The game has changed and it no longer seems as innocent as it did back then. These are the days of free agency and an almost constant barrage of off-the-field problems for a lot of the players. The athletes have changed and it seems as though very few play the sport simply for the love of the game. I still watch it throughout the season but my viewing is now centered on my lovable losers, the New Orleans Saints. Watching or going to a Saint’s game, and I’m borrowing an unknown quote, is like going to a piano recital that your kid is not performing in.

But there are some players out there that have a resolve to do the right things and it is apparent in not only how they play the game, but how they handle themselves off the field. One of my favorites is Kurt Warner, although I seldom pull for the team he happens to be playing for. He is an obvious victim of free agency as well; moving from one team to another over the last decade. The difference in his case is that he moves from team to team when he is given up on by his current team and it never appears to be about the money involved. He admits as much and in a quote he stated, “I believe in things that are more important to me than money or fame. I’m grounded in what I believe in, and my faith and my morals are all going to stay the same.”

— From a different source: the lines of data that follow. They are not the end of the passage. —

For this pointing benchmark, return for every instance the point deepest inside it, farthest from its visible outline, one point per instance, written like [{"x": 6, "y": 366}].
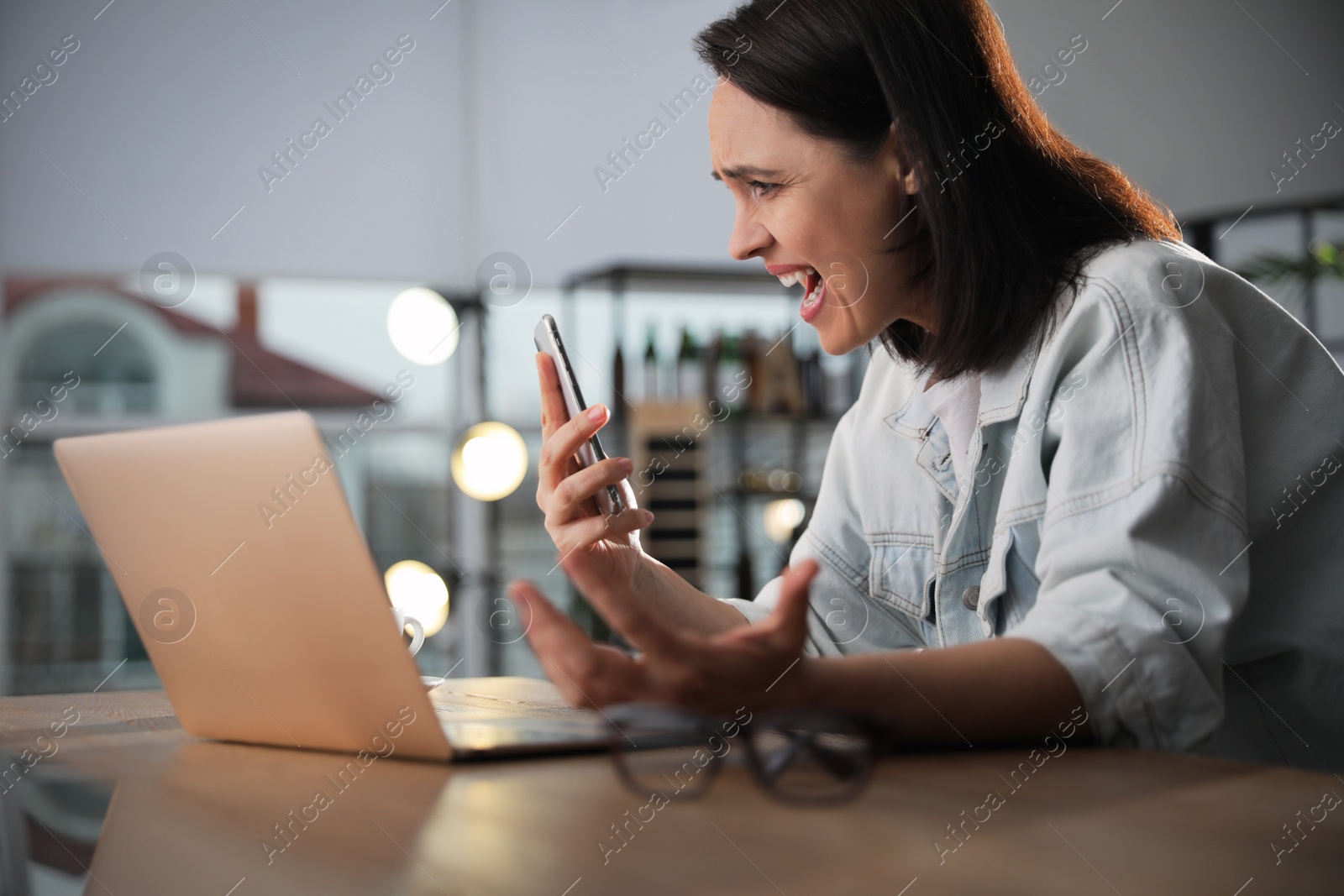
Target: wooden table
[{"x": 197, "y": 817}]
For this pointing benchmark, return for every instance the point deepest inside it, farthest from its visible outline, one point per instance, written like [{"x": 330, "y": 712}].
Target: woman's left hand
[{"x": 756, "y": 665}]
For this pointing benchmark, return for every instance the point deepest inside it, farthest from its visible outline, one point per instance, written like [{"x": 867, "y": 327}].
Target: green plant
[{"x": 1324, "y": 261}]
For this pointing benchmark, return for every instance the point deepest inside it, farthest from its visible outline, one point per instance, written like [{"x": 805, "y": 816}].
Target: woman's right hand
[{"x": 564, "y": 490}]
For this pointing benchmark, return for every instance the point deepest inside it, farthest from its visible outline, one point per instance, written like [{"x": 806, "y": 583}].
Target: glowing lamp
[
  {"x": 783, "y": 517},
  {"x": 490, "y": 461},
  {"x": 423, "y": 327},
  {"x": 420, "y": 591}
]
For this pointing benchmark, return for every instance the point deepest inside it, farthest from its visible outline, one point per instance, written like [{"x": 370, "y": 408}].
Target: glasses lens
[
  {"x": 812, "y": 758},
  {"x": 663, "y": 748}
]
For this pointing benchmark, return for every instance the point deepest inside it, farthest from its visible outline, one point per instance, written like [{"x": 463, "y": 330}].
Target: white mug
[{"x": 418, "y": 631}]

That sounds like an old-school player to me, and I like it. It reminds me of some players that are mentioned in the Bible. Three Hebrew children found themselves captives in Babylon. The Chaldean king made a decree that everyone was going to bow down to his statue at a certain time and the penalty for not doing as commanded was certain death. By the way, this death wasn’t going to be by lethal injection, no sir, it was going to be excruciatingly painful. It was death by being thrown into the middle of a fiery furnace. The time for homage to the statue came, and the boys did not bow and worship as they had been instructed to do. The king gave them another chance, and they still didn’t conform. Meanwhile everyone around them was very busy bowing and praising the statue – the threat of a fiery furnace will have a tendency to do that to people.

But what did the three children (teenagers) do? Their answer is given in the book of Daniel, chapter 3: “Shadrach, Meshach, and Abed-nego, answered and said to the king, O Nebuchadnezzar, we are not careful to answer thee in this matter. If it be so, our God whom we serve is able to deliver us from the burning fiery furnace, and he will deliver us out of thine hand, O king. But if not, be it known unto thee, O king, that we will not serve thy gods, nor worship the golden image which thou hast set up.” This is one of the most profound quotes you will find in the entire Bible. No matter what it cost the three boys, and even if God did not choose to miraculously deliver them – they were going to do the right thing regardless. The king was furious, and he pretty much lost his self-control at that point.

In the world today we do enough bowing and playing homage to all of the wrong things around us. We need to be more careful in what or even whom we choose to worship. I have been guilty of this many times in my life, sad to say. Oh to be able to stand and say, ‘Enough! I will not succumb to what the world has to offer me’ and to mean it no matter what the cost entails me.

The boys were thrown into the fire, of course. But God did deliver them. And what is important to note here is that when the king peered into the midst of the fire, he not only saw Shadrach, Meshach, and Abed-nego; he saw a fourth person that in his own words looked very much like the Son of God. I can’t help but get the message here that when we do take a stand and things seem to be falling apart (or burning down) around us as a result – Jesus is right there beside us, watching over and taking care of us.

I don’t know Kurt Warner personally but I like what I hear. A man that cannot be bought by what the world has to offer is my kind of guy.